Zulip Chat Archive
Stream: new members
Topic: Showing wellfoundedness
Patrick Stevens (May 12 2020 at 06:03):
I've got the following definition of the set of all powers of a given prime dividing a given n (where I have actually filled in the sorry but I don't think it's relevant to my question):
def powers_dividing (p : nat) [is_prime : nat.prime p] : Π (n : nat) (pos : 0 < n), finset nat
| n n_pos :=
let p_pos : 1 < p := nat.prime.one_lt is_prime in
have n / p < n, from nat.div_lt_self n_pos p_pos,
dite (p ∣ n)
(λ p_div_n,
have pos : 0 < n / p, by sorry,
insert 1 (finset.map (times_p p (nat.prime.pos is_prime)) (powers_dividing (n / p) pos))
)
(λ _, finset.singleton 1)
Lean complains that it can't prove the powers_dividing recursive call to be following a wellfounded relation; it ends up trying to show that 0 < 0, which I think I agree is not possible. But I don't see why it's trying to show that; I may have just woken up, but I think I've shown everything that's required for this function to be well-defined (namely that in the recursive case, we have strictly decreased the first argument while still providing a term pos for the second argument).
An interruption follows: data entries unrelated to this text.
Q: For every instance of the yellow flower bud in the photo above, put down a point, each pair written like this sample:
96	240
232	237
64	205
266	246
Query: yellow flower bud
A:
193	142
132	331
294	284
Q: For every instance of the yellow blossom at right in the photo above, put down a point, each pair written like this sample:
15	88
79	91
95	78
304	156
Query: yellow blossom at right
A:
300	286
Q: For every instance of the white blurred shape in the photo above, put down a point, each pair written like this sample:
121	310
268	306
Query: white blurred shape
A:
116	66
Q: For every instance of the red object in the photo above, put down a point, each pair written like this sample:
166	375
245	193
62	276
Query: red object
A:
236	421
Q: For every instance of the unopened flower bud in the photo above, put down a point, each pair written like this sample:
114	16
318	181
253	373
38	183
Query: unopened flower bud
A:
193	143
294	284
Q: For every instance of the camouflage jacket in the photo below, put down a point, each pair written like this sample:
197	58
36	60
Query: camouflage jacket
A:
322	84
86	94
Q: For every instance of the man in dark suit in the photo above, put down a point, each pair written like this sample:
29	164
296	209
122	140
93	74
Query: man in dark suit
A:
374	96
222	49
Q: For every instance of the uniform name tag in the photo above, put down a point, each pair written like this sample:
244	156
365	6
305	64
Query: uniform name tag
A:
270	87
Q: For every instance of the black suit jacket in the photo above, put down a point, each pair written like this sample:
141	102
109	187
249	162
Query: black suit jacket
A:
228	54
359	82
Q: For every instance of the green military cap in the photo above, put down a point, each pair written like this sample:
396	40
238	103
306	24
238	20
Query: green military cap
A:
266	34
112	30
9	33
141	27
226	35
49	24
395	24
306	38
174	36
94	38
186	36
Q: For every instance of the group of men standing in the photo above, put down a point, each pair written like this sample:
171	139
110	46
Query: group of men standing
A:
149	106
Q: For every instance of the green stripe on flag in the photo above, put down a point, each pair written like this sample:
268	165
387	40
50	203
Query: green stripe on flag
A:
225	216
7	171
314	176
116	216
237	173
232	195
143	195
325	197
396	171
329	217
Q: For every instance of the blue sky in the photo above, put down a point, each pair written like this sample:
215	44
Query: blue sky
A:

Have I missed something?
Kevin Buzzard (May 12 2020 at 06:37):
Does this help?
Patrick Stevens (May 12 2020 at 06:43):
Witchcraft, thanks - this was the "Conjecture : this is because the type of h depends on n and the equation compiler can only synthesize useful relations on non dependent products" case.
Patrick Stevens (May 13 2020 at 07:43):
What's my quickest path to victory with the following wellfounded induction that Lean can't prove is wellfounded? It refuses both recursive calls, because it gets stuck trying to prove e.g. that m + succ i < succ m + succ i. Writing inside this tactic context is quite a bit harder than writing in a normal context, I seem to be getting no help from Lean at all.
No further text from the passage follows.